His hands move quickly and expertly dipping into a large dark bowl of soft white rice. A dab of green wasabi is added before he rolls the mixture into a ball in his palm and carefully layers it with a slice of raw pink fish. With a practised flourish he presents it on the bench in front of me. I reach for my chop sticks and am told no. “Use hands. Hands are better. Old way.” I pick up the yellow tail and rice portion, slip it into my salivating mouth and groan audibly.
I’m at Sentori Sushi in Kanazawa, central Japan eating the best sushi of my life. Nine more servings follow the yellow tail down my grateful gullet: flounder, shrimp soft roe, bail shell, abalone.
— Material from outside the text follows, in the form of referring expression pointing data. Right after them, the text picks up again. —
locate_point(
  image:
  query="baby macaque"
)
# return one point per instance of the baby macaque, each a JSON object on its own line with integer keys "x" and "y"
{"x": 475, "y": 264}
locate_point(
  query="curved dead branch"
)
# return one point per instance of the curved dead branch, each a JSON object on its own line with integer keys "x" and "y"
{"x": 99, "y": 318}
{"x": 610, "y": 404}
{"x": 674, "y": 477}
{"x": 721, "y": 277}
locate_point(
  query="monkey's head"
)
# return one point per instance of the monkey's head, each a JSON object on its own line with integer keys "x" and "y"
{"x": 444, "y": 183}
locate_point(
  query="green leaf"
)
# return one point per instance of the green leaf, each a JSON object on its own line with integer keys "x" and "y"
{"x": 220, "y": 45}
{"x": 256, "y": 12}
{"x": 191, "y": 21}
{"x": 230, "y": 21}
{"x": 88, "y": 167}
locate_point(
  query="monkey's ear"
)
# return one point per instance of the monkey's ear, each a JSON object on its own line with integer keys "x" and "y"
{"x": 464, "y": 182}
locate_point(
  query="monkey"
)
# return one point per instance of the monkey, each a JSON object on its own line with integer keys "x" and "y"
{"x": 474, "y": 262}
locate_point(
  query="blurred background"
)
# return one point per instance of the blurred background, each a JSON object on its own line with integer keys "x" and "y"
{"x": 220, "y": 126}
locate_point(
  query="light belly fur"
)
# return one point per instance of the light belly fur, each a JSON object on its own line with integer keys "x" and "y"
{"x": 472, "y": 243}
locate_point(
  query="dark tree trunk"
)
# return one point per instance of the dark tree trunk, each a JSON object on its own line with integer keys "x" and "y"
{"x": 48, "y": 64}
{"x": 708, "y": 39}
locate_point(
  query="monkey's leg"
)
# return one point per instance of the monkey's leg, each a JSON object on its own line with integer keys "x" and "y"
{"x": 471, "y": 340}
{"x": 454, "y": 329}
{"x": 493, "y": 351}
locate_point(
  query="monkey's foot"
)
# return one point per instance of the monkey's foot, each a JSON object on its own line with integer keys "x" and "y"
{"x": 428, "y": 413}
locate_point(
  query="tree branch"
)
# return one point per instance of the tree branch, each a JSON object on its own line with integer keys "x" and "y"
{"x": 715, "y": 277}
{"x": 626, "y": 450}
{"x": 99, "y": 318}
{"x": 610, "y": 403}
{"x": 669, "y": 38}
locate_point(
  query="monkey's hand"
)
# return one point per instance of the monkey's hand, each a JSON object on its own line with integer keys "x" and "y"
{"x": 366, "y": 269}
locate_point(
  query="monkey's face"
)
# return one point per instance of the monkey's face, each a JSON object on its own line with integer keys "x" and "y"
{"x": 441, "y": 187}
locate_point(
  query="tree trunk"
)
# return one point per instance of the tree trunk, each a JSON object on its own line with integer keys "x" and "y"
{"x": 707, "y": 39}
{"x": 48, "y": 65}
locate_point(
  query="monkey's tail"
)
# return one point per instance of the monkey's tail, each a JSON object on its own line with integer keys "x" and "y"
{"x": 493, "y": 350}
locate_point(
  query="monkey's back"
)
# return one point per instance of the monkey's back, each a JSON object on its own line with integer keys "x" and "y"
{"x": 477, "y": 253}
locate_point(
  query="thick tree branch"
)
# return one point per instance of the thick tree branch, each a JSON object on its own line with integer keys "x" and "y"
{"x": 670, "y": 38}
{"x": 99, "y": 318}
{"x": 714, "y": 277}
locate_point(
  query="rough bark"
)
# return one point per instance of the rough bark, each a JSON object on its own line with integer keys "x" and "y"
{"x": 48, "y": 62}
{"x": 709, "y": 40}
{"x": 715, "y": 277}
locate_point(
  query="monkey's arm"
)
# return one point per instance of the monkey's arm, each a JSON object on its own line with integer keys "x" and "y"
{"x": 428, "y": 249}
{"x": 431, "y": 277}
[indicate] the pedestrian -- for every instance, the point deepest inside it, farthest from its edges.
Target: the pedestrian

My chef, Kazuhisa Yoshida, is the third-generation owner of the restaurant which welcomed its first customer seven years after the war (1952). He’s been to Australia twice and speaks English slowly and thoughtfully. He tells me about the local fish market and his grandfather and his fondness for the Australian artist, Ken Done. I watch him operate his knives and carefully wrap seaweed around another delicacy. This is real Japanese sushi, similar yet so very different from the kind we know in Australia and the USA. There is no avocado, cream cheese or cooked meat and the meal has been paired with a sweet local sake. I sip, eat slowly and smile contentedly.
At the meal’s conclusion I ask Kazuhisa about the secret to great sushi. He thinks on this a while. “Hospitality,” he decides. “Fresh ingredients and good rice are needed. But hospitality and presentation make for the best sushi.” When I leave a waiter appears with my winter coat and helps me into it. Kazuhisa follows me to the door and we thank each other gratefully and sincerely. It is the Japanese way.
It’s a short taxi ride from Kanazawa train station to Sentori Sushi.
To get to Kanazawa, fly to Tokyo and catch the Shinkansen train (takes 2.5-3 hours one way).